Toujours plus de pesticides dans les cultures françaises

Par Tiphaine Honoré  |   |  659  mots
Ce sont principalement les fongicides et les herbicides qui ont été davantage utilisés ces dernières années.
Le plan Ecophyto lancé en 2008 devait réduire de moitié le recours aux produits phytosanitaires en dix ans. C'est l'inverse qui se produit. L'utilisation de pesticides a augmenté de 9,4% entre 2013 et 2014 sur le territoire national.

Un constat d'échec. Les chiffres publiés mercredi 8 mars par le ministère de l'Agriculture montrent l'utilisation toujours plus massive des pesticides en agriculture. Entre 2011 et 2014, les statistiques font état d'une hausse moyenne de 5,8% avant de grimper de 9,4% entre 2013 et 2014.

Un bilan qui va à l'encontre des objectifs fixés en 2008 lors du Grenelle de l'Environnement, à travers le plan Ecophyto. Face aux dangers que représentent ces produits pour la santé humaine et l'environnement, rappelés en 2013 par l'Inserm, le ministère avait fixé un cap pour 2018 : réduire de moitié l'utilisation des herbicides, fongicides et insecticides, "afin de concilier performances écologiques et économiques".

Six ans plus tard, le volume en tonnes de ces "substances actives" vendues aux agriculteurs a augmenté de 16% entre 2013 et 2014. En moyenne, les tomates d'une exploitation sont traitées 12 fois par an, 35 fois pour les pommes.

Météo défavorable

Si dans l'entourage du ministre Stéphane Le Foll on reconnait, comme le rapporte Le Monde, que "les résultats ne sont pas bons", les membres du comité Ecophyto restent optimistes. Pour l'un d'eux, Didier Marteau, également secrétaire adjoint de l'Assemblée permanente des chambres d'agriculture, ces déboires ne sont pas à imputer à la mauvaise volonté des agriculteurs français mais à de multiples facteurs.

La météo a été très défavorable avec des hivers trop doux qui ont permis le développement de champignons et de maladies.

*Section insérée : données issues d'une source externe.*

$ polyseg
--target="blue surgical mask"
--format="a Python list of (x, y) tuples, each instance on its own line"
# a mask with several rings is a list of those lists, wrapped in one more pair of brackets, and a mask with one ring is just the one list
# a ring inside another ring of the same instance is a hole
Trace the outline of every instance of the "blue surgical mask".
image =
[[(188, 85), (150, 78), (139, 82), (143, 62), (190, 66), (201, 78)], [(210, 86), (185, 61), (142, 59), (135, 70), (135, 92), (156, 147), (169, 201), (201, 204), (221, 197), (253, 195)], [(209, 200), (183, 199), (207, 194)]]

Ce sont en effet principalement des fongicides et des herbicides qui ont été davantage utilisés ces dernières années. Les conditions climatiques de 2014 "ont favorisé les maladies sur les céréales et les légumes, et les ravageurs ont été particulièrement présents sur le colza et en arboriculture fruitière" détaille le ministère.

Mais les températures ne sont pas les seules responsables de cet épandage massif. Les prix satisfaisants des céréales (environ 170 euros la tonne de blé) ont encouragé les exploitants à produire davantage :

"Les agriculteurs ne veulent prendre aucun risque et ont donc facilement recours aux pesticides pour garantir leurs rendements. [...] Dans certaines régions, on va également cultiver certaines semences qui ne sont pas forcément adaptées au climat ou au sol et qui vont demander plus d'intrants chimiques".

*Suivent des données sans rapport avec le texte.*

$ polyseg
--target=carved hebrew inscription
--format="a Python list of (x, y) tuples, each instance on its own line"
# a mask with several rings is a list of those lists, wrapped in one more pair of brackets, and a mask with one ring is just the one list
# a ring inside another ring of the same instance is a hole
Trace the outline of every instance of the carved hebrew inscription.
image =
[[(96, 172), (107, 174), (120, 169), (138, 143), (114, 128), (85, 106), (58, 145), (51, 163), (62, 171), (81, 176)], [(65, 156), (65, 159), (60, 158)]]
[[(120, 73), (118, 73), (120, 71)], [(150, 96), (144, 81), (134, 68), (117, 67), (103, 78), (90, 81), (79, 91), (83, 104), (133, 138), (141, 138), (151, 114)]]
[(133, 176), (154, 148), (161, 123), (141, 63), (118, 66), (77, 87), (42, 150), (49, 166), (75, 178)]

Le 2e plan Ecophyto surveillé de près

Dans ce contexte, le plan Ecophyto II, qui doit être appliqué au printemps prochain, est surveillé de près. Ce deuxième volet a d'ores et déjà repoussé l'objectif des 50% de pesticides en moins à 2025. Le nouveau dispositif doit néanmoins réduire leurs ventes à la source en établissant un Certificat d'économie de produits phytopharmaceutiques directement avec les fournisseurs. Un objectif de réduction sera fixé pour chaque distributeur pour limiter "l'utilisation, les risques et les impacts".

L'augmentation de l'épandage de pesticides montre qu'il est urgent d'appliquer ce nouveau plan, prévient  Denis Voisin, porte-parole de la Fondation Nicolas Hulot. Il faut une volonté politique forte pour changer les mentalités et les pratiques des filières.

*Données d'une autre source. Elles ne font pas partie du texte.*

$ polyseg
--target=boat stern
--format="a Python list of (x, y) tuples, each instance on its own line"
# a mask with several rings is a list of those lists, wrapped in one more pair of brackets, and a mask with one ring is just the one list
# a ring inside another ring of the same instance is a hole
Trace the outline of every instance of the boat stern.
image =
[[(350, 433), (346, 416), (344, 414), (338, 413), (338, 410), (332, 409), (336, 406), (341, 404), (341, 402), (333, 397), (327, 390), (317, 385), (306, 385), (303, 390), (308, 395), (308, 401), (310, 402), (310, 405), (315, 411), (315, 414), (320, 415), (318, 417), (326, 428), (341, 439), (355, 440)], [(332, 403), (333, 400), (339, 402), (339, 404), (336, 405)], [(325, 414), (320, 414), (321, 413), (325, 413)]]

A travers son réseau de fermes Dephy, le ministère de l'Agriculture a lui même prouvé que des méthodes moins gourmandes en pesticides et aussi rentables étaient possibles. Sur les 1 900 exploitations du dispositif, mis en place en 2012 pour expérimenter des modèles tournés vers l'agro-écologie, les recours aux pesticides ont été largement réduits : 10% de moins sur les grandes cultures, 12% en viticulture et 38% de moins en horticulture en deux ans.

Face à ce succès, Dephy devrait s'étendre dès cette année à plus de 3 000 fermes. Reste à en tirer les enseignements pour les appliquer de manière plus généralisée. "Il faudra que cela se couple à un meilleur accompagnement des agriculteurs et davantage de conseils par des ingénieurs pour mieux traiter les problèmes agronomiques" ajoute Didier Marteau. L'enjeu est de taille pour la France, deuxième consommateur de produits phytosanitaires en Europe, derrière l'Espagne.